In Denmark, POCT combined culture and susceptibility testing has been in use for decades, and the use has increased since introduction of the FLEXICULT™ SSI-Urinary Kit. Despite this popularity no clinical trials have yet validated its impact in clinical practice. This study will investigate the effect of POCT susceptibility testing on appropriate choice of antibiotics and on clinical and microbiological cure in patients with uncomplicated UTI in primary care in Denmark.

The clinical effect and cost-effectiveness of POCT culture and susceptibility testing in UTI is currently being investigated by another research group [15]. Although both studies aim at investigating the effect of the Flexicult on the appropriateness of antibiotic use and the impact on patient outcomes, there are at least three important differences. Firstly, in the study by Bates et al., the effect of combined culture and susceptibility testing is compared to various forms of standard care in a four-country multicenter setting. The focus of the present study is narrower, specifically aiming at determining the value of the susceptibility component compared to culture alone in a single region in Denmark. Secondly, all GPs in this study are experienced users of POCT susceptibility testing, and their skills are validated before enrollment of patients as described under the recruitment process, thus inter-practice variation is minimized. Thirdly, in this study, both groups will have treatment delayed until a positive culture is obtained, thereby minimizing the number of culture-negative patients receiving inappropriate antibiotic treatment.

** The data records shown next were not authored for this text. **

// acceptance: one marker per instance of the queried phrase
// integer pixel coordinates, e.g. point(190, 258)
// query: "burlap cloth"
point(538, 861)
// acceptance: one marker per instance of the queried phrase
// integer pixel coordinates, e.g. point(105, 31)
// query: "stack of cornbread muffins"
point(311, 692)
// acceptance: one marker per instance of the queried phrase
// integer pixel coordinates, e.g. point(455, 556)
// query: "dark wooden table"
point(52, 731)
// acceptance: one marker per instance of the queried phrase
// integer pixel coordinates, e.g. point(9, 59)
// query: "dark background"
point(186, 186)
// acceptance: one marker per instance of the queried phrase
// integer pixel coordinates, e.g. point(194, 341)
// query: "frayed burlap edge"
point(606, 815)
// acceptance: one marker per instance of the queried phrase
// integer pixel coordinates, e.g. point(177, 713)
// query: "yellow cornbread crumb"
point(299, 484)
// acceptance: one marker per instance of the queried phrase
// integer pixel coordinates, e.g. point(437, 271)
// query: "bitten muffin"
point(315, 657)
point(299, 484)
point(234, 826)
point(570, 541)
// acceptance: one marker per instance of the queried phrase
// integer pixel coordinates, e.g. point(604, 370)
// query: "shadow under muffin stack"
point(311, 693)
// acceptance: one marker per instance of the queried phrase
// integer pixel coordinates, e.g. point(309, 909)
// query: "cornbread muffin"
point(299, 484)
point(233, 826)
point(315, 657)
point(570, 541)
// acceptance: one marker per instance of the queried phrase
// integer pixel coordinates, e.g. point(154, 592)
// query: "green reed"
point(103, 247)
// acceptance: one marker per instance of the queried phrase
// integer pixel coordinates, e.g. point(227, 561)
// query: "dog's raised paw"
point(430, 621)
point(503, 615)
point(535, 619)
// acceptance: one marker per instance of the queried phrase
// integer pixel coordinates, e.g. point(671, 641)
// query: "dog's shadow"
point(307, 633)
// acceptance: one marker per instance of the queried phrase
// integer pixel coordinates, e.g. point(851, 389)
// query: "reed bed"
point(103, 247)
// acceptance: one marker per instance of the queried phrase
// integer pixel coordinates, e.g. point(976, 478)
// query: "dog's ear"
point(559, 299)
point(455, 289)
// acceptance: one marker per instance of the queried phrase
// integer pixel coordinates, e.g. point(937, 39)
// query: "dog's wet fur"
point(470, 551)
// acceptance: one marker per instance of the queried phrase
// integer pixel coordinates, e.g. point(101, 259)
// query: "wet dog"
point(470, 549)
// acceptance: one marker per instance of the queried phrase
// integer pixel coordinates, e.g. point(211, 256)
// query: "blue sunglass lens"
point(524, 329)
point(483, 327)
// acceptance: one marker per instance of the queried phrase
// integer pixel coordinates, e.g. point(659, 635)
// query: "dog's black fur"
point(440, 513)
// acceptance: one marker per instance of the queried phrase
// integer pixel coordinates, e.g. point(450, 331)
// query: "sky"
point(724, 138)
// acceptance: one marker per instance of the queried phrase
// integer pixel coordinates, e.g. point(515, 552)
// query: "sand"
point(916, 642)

We have chosen to include patients with diabetes, recurrent UTI and elderly patients when they are otherwise healthy and can be safely included. In the analysis, they are investigated for effect modification and, if the sample allows it, they are analyzed separately, since they could be expected to benefit more from the intervention than other groups.

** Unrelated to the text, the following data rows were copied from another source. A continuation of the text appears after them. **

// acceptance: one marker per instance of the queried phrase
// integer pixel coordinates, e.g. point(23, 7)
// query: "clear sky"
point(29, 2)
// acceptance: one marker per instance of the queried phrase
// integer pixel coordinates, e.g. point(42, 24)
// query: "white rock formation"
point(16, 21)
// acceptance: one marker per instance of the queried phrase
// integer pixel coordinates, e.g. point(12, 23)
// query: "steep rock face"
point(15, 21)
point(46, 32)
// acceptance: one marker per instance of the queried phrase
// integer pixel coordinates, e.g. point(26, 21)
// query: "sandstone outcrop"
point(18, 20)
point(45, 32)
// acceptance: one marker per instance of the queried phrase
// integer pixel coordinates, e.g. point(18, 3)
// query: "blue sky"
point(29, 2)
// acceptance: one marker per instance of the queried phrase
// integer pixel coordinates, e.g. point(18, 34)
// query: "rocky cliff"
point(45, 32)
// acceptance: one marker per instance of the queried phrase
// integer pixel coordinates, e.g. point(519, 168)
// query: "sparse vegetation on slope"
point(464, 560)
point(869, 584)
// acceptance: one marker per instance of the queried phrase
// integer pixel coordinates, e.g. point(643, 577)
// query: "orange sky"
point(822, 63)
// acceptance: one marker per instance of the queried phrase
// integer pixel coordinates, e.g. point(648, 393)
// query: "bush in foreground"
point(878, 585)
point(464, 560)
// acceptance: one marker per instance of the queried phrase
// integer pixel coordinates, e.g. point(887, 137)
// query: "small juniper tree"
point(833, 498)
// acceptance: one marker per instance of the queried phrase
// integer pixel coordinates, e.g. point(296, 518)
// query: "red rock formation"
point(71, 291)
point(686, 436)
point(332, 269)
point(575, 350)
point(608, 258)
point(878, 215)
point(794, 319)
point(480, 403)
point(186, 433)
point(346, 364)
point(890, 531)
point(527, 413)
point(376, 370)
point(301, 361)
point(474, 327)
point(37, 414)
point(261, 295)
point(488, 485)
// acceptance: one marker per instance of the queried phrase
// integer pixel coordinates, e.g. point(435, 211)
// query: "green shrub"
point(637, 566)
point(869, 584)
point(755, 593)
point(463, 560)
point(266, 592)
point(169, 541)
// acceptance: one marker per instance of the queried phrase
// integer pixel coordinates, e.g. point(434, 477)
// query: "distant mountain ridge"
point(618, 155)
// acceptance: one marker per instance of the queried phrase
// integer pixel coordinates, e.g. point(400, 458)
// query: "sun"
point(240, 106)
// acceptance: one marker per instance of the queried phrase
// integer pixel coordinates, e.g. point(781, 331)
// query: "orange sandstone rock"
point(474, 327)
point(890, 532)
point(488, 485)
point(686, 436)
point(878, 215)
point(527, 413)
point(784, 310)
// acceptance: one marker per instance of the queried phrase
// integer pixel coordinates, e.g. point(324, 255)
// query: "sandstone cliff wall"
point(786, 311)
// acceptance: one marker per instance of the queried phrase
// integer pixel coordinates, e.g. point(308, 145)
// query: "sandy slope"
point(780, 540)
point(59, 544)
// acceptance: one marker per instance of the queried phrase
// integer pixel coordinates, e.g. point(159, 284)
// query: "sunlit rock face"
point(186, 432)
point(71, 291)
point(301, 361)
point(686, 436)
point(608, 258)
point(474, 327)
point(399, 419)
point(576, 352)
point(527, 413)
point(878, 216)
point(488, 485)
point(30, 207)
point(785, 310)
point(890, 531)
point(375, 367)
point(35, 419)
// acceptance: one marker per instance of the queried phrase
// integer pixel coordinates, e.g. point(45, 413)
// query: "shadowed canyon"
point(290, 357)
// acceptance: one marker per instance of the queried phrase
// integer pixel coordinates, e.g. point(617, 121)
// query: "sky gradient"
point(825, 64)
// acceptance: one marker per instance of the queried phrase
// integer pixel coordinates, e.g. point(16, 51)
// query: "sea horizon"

A challenge of this study is the similarity between the intervention and control groups. The potential difference between the groups in this study will mainly be driven by those patients in the control group receiving an antibiotic to which, the infecting pathogen is resistant. Since in vitro resistance rates in Denmark against the most commonly used antibiotics for UTI are 15–40 %, the effect could turn out minor at present [3]. If the study detects no additional benefit of susceptibility testing over culture alone, this will provide important information for the Danish national health care system. However, the results may not be directly applicable to countries outside Scandinavia. On the other hand, if susceptibility testing proves superior to culture alone, the impact of such a finding will likely be much higher in countries where resistance rates are higher. In conclusion, the present study will test the hypothesis that POCT susceptibility testing for uncomplicated UTI and individually targeted therapy will decrease the use of inappropriate antibiotics and positively influence clinical cure rates. If this proves true, the results of the study may provide important evidence to recommend POCT susceptibility testing for patients with suspected UTI. This could become one of many strategies to fight antibiotic resistance.